雄大な谷川岳を感じながら浸かれる温泉は、源泉かけ流しで、3つの自家源泉から直接引いた湯。アルカリ性単純泉のお湯は肌に優しく、すべすべした感触。
湯上がり後はカラダがほっこり、しっとり温まり、全身が整った気分。「質のいい温泉」は心も豊かにしてくれるんですね!
そして、こちらの「谷川温泉 水上山荘」。食事を楽しみにリピートするユーザーが多いという噂どおり、夕食も朝食も、丁寧に調理されたボリューム感ある一品一品がテーブルに並ぶ! お肉料理もお魚料理も、繊細な風味の品があれば、深みある味わいの一皿も。
できるだけ土地のものを提供することを心がけている……という料理長の言葉に、「地元愛」がにじみ出ており、それが絶妙な隠し味となっている気がした。



里山暮らしにスポットを当てたテーマパーク「たくみの里」で草木染体験

最後に紹介したいのが、四季折々の里山風景と古民家の町並みに触れられる「たくみの里」。地域一帯が、里山暮らしにスポットを当てたテーマパークになっているという全国でも珍しいエリア。
里山風景を見て楽しみ、水上の風土に合った手仕事や物づくりを体験し、里の旬を味わえる……と、1日いても飽きない場所。
そして、手仕事や物づくりを体験できる場所は全27件。それぞれに「匠」がおり、匠と学びながら里の人と触れ合える。今回、27件のなかから「草木屋 染の家」で、白い手ぬぐいへの藍染めを体験した。


「草木屋 染の家」は里山の古民家をそのまま活かしたつくりで、室内は染料の香りが漂う。
当初、「不器用な私にできるのだろうか……」と不安だったが、親切なご主人の手ほどきもあり、見事に完成! デザイン(模様)の入れ方を学ぶと同時に、歴史ある草木染めの一端を感じることができた貴重な約30分だった。
ひとつのものが出来上がるという「達成感」を味わえるのは、トシを重ねてもいいものですね!
「心ほどける温泉時間」を求めて、クルマで訪れるのもアリ!

ここまで、「新幹線で約1時間半で大自然を体感できる!」と水上温泉郷を案内してきたが、一方で、約2時間で到着するクルマの旅もいいと思う。例えば、上画像のメルセデス・ベンツGLE 450d 4MATIC Sportsなら、直6、3.0Lディーゼルターボ+48Vマイルドハイブリッド(ISG)の力強い走りで、快適に水上温泉郷を訪ねられる。
運転が苦手な人もスムーズに山道などのワインディングロードを操作でき、同乗者もクルマ酔いしづらい「運転モード」もあり、山間部の極上ドライブを体感できる。

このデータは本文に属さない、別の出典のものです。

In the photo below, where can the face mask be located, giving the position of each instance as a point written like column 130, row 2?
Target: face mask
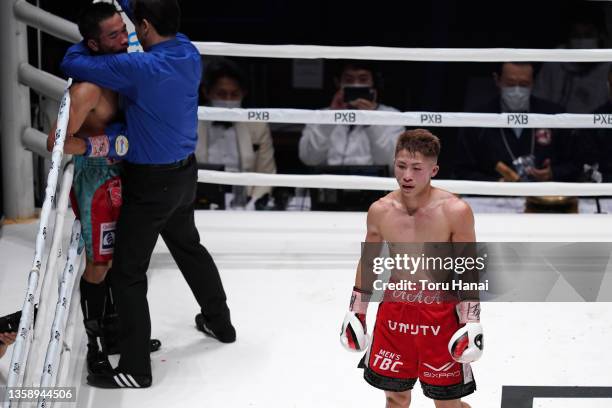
column 355, row 85
column 222, row 103
column 515, row 98
column 583, row 43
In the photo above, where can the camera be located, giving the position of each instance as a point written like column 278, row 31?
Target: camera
column 522, row 164
column 352, row 93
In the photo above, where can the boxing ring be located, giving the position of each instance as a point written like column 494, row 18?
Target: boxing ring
column 288, row 274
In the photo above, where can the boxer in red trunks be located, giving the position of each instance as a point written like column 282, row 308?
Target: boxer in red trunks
column 410, row 339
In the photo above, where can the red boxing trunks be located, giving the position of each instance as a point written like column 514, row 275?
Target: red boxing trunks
column 410, row 342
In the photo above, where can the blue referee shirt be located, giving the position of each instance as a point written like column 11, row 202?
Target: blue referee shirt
column 161, row 95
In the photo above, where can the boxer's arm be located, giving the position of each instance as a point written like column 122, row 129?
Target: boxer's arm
column 463, row 237
column 84, row 97
column 374, row 240
column 122, row 72
column 461, row 221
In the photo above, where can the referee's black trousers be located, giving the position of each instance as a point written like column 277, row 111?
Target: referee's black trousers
column 158, row 200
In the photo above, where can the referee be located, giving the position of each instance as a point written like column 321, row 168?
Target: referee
column 159, row 89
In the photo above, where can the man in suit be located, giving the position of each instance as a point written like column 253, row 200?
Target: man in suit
column 240, row 146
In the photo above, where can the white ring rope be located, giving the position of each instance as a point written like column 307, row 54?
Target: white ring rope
column 58, row 330
column 388, row 184
column 21, row 346
column 403, row 54
column 434, row 119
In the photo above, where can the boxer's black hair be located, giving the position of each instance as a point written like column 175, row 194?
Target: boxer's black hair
column 90, row 18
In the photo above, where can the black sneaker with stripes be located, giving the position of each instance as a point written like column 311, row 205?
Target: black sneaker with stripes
column 220, row 329
column 117, row 379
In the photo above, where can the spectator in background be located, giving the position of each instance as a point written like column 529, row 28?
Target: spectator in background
column 6, row 339
column 240, row 146
column 351, row 144
column 578, row 87
column 597, row 145
column 513, row 154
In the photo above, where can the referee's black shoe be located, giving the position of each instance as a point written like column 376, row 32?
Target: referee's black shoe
column 117, row 379
column 220, row 330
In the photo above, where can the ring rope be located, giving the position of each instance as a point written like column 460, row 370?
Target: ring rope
column 463, row 187
column 434, row 119
column 403, row 54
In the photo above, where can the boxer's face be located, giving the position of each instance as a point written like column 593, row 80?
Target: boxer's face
column 113, row 36
column 413, row 171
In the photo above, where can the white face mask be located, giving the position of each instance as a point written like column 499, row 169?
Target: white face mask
column 583, row 43
column 515, row 98
column 229, row 104
column 355, row 85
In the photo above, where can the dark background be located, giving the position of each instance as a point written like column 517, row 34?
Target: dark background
column 427, row 86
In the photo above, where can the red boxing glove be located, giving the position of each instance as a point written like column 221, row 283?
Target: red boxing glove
column 466, row 345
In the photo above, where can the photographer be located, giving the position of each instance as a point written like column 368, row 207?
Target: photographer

その極上ドライブは快適な乗り心地をキープしてくれる、エアマティックサスペンションの効果ということもよくわかる。道が多少荒れていても、振動を上手にいなしてくれるから。
メルセデス・ベンツらしく「走りが上質」で、なにより、デザインが存在感あり、実にカッコいい! 混雑を避けてクルマで、心ほどける温泉時間となる群馬県・水上温泉郷を訪れるのもアリですね!!